L’Etat sort de son chapeau une « Silicon Valley » contestée
Sibylle Vincendon © Libération
Il y a les ministres qui dégainent une initiative par semaine et les autres. Christian Blanc, secrétaire d’Etat à la Région capitale, appartient à la seconde catégorie. C’est donc au bout de huit mois qu’il a présenté hier, après feu vert de l’Elysée, le premier ouvrage de son Grand Paris : le « projet de cluster [pôle, ndlr] scientifique et technologique sur le plateau de Saclay », dont on entend aussi parler sous le raccourci plus vendeur de « Silicon Valley française ».
Sur cette zone, l’existant est déjà flatteur : 22 000 étudiants, 9 500 chercheurs, 4 400 doctorants répartis dans les labos de Paris-11, les grandes écoles, dont Polytechnique ou HEC, et quelques établissements comme le Commissariat à l’énergie atomique. A partir de ce terreau prometteur, le secrétariat d’Etat entend lancer « un nouveau type d’établissement public, qui pourrait être créé par la loi au premier trimestre 2009 », a assuré Christian Blanc. Le périmètre concerné serait vaste – « deux fois et demi Paris » -, allant de l’aéroport d’Orly jusqu’à Versailles. Le cadre d’une opération d’intérêt national permettrait au préfet de gérer l’urbanisme.

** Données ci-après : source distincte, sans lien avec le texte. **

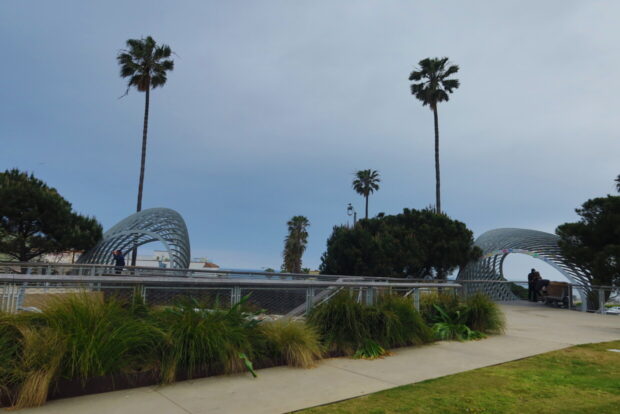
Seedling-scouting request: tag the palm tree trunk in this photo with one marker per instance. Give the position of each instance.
(437, 179)
(145, 128)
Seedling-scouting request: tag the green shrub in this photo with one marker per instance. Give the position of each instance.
(293, 343)
(341, 323)
(201, 341)
(484, 315)
(369, 349)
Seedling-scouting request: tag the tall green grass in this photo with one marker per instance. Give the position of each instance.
(341, 322)
(346, 325)
(82, 336)
(408, 326)
(199, 341)
(11, 352)
(484, 315)
(102, 337)
(293, 343)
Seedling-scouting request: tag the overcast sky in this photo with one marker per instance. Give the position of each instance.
(273, 105)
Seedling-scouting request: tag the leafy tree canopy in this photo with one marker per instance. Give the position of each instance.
(415, 243)
(35, 219)
(594, 241)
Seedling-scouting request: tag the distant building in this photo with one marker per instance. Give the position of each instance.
(161, 258)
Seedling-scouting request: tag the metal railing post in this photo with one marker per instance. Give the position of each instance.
(235, 295)
(309, 299)
(370, 296)
(416, 299)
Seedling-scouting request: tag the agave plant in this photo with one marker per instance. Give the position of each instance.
(453, 325)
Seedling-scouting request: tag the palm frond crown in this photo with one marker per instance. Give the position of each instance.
(366, 182)
(434, 83)
(145, 63)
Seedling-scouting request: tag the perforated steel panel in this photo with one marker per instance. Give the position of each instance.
(154, 224)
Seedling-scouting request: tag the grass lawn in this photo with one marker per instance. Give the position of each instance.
(582, 379)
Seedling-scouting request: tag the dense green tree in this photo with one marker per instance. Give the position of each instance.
(593, 243)
(35, 219)
(295, 244)
(145, 64)
(366, 182)
(434, 86)
(418, 243)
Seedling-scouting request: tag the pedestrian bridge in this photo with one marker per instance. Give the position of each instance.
(497, 244)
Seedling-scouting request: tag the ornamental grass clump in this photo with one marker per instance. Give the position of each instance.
(290, 342)
(451, 325)
(341, 323)
(11, 352)
(201, 341)
(404, 325)
(102, 337)
(484, 315)
(43, 351)
(446, 301)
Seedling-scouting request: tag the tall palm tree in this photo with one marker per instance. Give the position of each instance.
(295, 244)
(366, 183)
(435, 87)
(145, 64)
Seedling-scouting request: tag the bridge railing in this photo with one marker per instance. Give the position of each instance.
(293, 297)
(265, 287)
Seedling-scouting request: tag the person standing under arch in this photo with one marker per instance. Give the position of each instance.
(119, 261)
(532, 279)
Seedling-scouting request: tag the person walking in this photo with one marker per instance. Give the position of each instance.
(531, 285)
(119, 261)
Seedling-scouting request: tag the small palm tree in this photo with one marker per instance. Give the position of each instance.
(145, 64)
(366, 182)
(435, 87)
(295, 244)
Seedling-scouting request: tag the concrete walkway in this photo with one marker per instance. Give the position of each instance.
(531, 330)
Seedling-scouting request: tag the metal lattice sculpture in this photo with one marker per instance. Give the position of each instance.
(154, 224)
(499, 243)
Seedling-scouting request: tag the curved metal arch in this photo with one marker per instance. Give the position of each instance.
(154, 224)
(499, 243)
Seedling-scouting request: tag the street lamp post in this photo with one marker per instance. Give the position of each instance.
(351, 212)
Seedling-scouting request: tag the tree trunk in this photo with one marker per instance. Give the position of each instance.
(134, 252)
(437, 179)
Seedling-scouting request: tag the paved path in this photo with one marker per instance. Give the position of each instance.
(531, 331)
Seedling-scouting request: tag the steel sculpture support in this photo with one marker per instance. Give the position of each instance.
(154, 224)
(499, 243)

« Ovni ». Pour quoi faire ? Pour s’appuyer sur le « triangle de la connaissance », en clair éducation, recherche, innovation, afin de « créer plus de richesses ». Là où 10 000 chercheurs américains font naître 100 entreprises par an, Saclay n’en produit que 10. Le cluster doit booster tout ça, avec un arsenal classique : « thématiques fédératrices », mini-campus spécialisés et, pour les entreprises, incubateurs, pépinières et hôtels d’activités.

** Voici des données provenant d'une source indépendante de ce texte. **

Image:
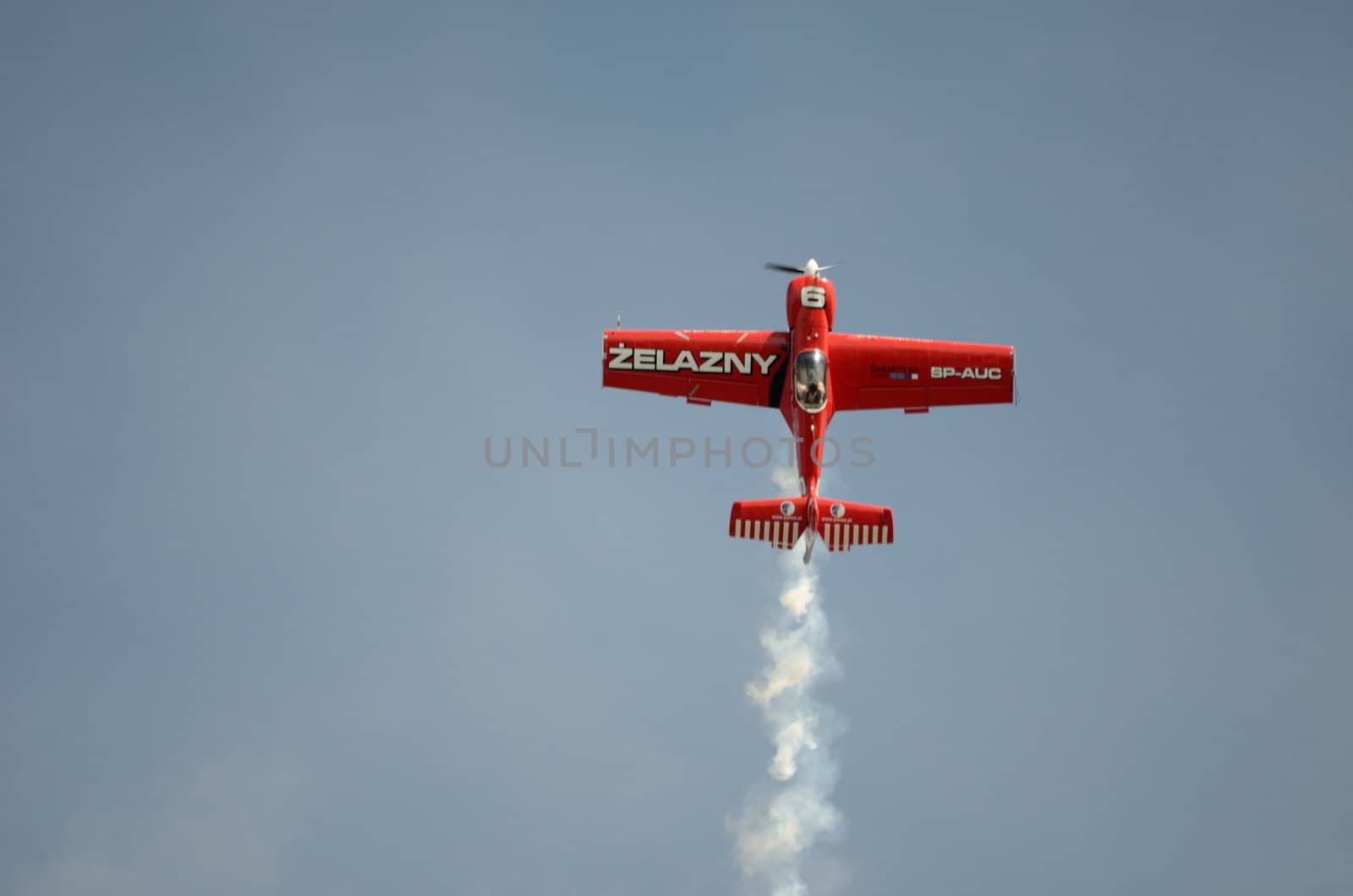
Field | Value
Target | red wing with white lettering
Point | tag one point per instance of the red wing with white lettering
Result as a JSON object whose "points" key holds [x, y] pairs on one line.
{"points": [[879, 371], [746, 367]]}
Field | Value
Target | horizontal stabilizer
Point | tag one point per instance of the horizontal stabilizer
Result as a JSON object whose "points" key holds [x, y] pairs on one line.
{"points": [[778, 522], [847, 524]]}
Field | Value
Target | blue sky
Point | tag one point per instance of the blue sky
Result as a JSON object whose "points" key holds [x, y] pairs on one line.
{"points": [[270, 623]]}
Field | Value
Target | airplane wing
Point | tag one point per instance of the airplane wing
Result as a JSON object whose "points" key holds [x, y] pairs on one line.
{"points": [[746, 367], [881, 371]]}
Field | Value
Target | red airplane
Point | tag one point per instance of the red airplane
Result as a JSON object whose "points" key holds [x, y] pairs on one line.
{"points": [[830, 373]]}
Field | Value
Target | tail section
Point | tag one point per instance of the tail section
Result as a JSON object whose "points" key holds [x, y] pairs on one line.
{"points": [[781, 522], [847, 524], [778, 522]]}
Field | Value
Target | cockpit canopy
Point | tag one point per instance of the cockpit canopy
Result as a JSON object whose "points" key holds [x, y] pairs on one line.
{"points": [[811, 380]]}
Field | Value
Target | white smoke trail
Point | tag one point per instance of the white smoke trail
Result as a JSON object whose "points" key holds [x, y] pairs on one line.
{"points": [[788, 817]]}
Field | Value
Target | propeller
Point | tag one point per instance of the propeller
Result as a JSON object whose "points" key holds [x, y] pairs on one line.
{"points": [[812, 268]]}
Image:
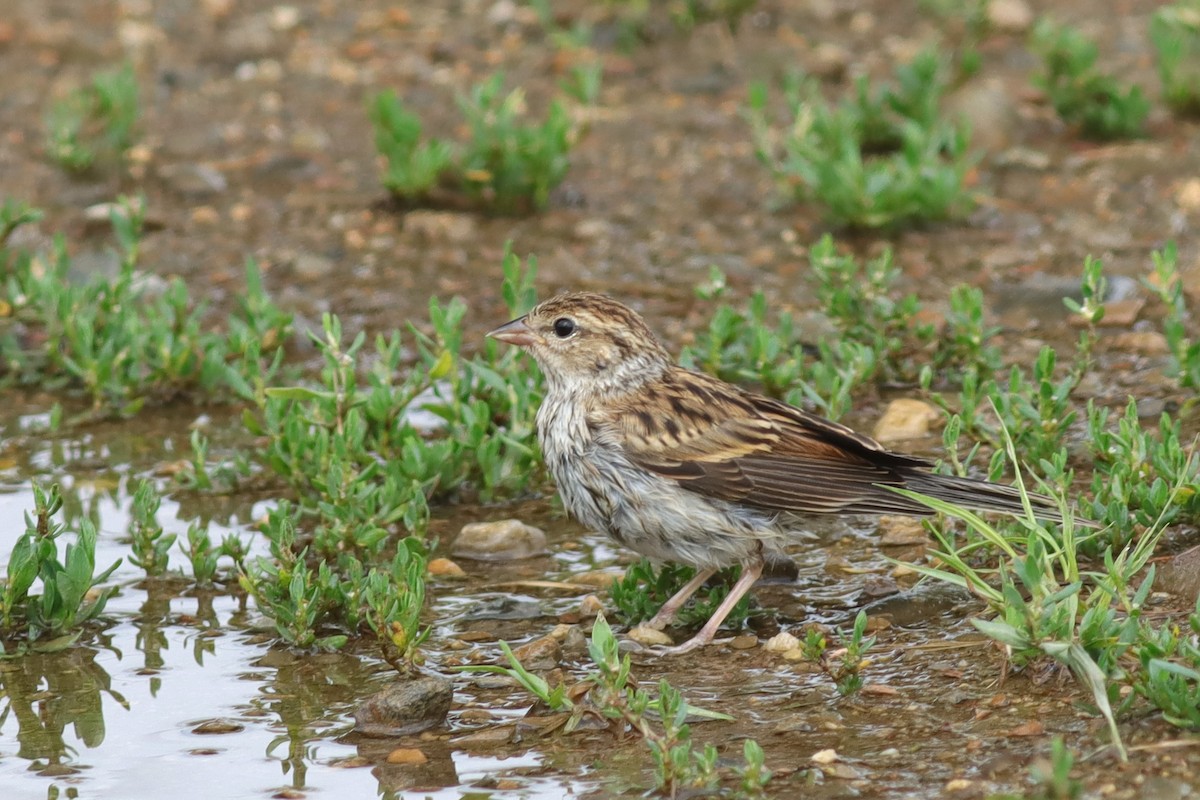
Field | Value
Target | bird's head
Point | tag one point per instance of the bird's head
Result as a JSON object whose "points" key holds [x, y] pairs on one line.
{"points": [[586, 338]]}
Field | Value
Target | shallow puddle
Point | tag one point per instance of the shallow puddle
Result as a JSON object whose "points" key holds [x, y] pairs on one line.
{"points": [[189, 690]]}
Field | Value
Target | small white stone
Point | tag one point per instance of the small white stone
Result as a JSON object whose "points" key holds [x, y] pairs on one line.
{"points": [[502, 540], [905, 419], [649, 637], [826, 756], [781, 642]]}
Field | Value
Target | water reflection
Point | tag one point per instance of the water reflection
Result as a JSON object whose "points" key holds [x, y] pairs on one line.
{"points": [[46, 693]]}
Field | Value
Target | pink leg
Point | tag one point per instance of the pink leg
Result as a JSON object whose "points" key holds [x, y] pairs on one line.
{"points": [[750, 572], [670, 608]]}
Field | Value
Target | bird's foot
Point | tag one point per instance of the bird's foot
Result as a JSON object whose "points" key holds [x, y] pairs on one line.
{"points": [[694, 643]]}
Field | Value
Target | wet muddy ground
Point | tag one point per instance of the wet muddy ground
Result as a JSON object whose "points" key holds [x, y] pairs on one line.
{"points": [[256, 143]]}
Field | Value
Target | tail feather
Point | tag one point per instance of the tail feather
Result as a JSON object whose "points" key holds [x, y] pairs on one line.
{"points": [[981, 495]]}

Mais aussi avec des moyens moins banals, dont le déménagement « éventuel » vers le plateau de la partie de Paris-11 qui est à Orsay. Cette « relocalisation » s’accompagnerait de l’arrivée d’autres grandes écoles scientifiques qui « ont exprimé leur volonté de s’installer dans cet environnement », lit-on dans le dossier. Sont recensées l’Ecole des mines, l’Ecole centrale des arts et manufactures ou l’Ecole normale supérieure de Cachan.
Cette perspective a fait bondir les socialistes. Jean-Paul Huchon, président de la région, Jean-Louis Missika, adjoint au maire de Paris chargé des Universités et Jean-Yves Le Bouillonnec, député-maire de Cachan (Val-de-Marne), ville de Normale sup, ont réagi dans un communiqué commun dénonçant « un processus mécanique de concentration » et le déménagement de Paris-11 « faute d’avoir investi dans sa rénovation ».
« Je l’ai dit à Fillon : c’est hallucinant que la région n’ait pas été consultée le moins du monde sur ce sujet », confiait hier à Libération, Jean-Paul Huchon, rappelant que la collectivité avait investi 250 millions en six ans sur Saclay. Quant à la « volonté » des grandes écoles de bouger, « ce n’est certainement pas vrai pour l’ENS de Cachan et il en est de même à mon avis pour Centrale et pour AgroParisTech ». D’autres affrontements sont prévisibles côté transports. Christian Blanc invente une infrastructure toute neuve : un « métro automatique rapide » entre Massy et Versailles, qui « passera en souterrain sous le plateau ». « Un ovni absolu, qui ne figure dans un aucun plan », réagissait hier Jean-Paul Huchon. Un bus en site propre lui paraît « largement suffisant pour le nombre de gens sur place ».
« Ingénierie financière ». La préservation des espaces agricoles du plateau, abondants, fâche aussi. Les élus de la communauté d’agglomération du plateau de Saclay (Caps), veulent que le projet respecte la préservation prévue de 2 300 hectares. Christian Blanc n’en « sanctuarise » que 1 800. Il a plaidé hier son approche « profondément écologique » et s’est dit prêt à regarder, « cadastre en main, avec les agriculteurs, s’il faut rajouter un peu ». Avec les agriculteurs ? Huchon affirmait hier avoir « découvert qu’on était passé de 2 300 à 1 800 par la bande », sans contact officiel. Sur le plan général, le projet ne pioche pas une idée dans les travaux de la consultation internationale, pourtant lancée, en octobre 2007, par Sarkozy en personne, sur « le grand pari de l’agglomération parisienne », en cours au ministère de la Culture. Le dossier ne contient pas non plus une ligne de financement, malgré la taille de « l’investissement total, vraisemblablement de 2,5 à 3 milliards d’euros. Nous verrons comment rendre ces financements abordables à partir d’une ingénierie financière, de modèles qui ne sont pas des modèles français ». La France, sur cette pratique, n’en est « qu’aux balbutiements », estime Blanc.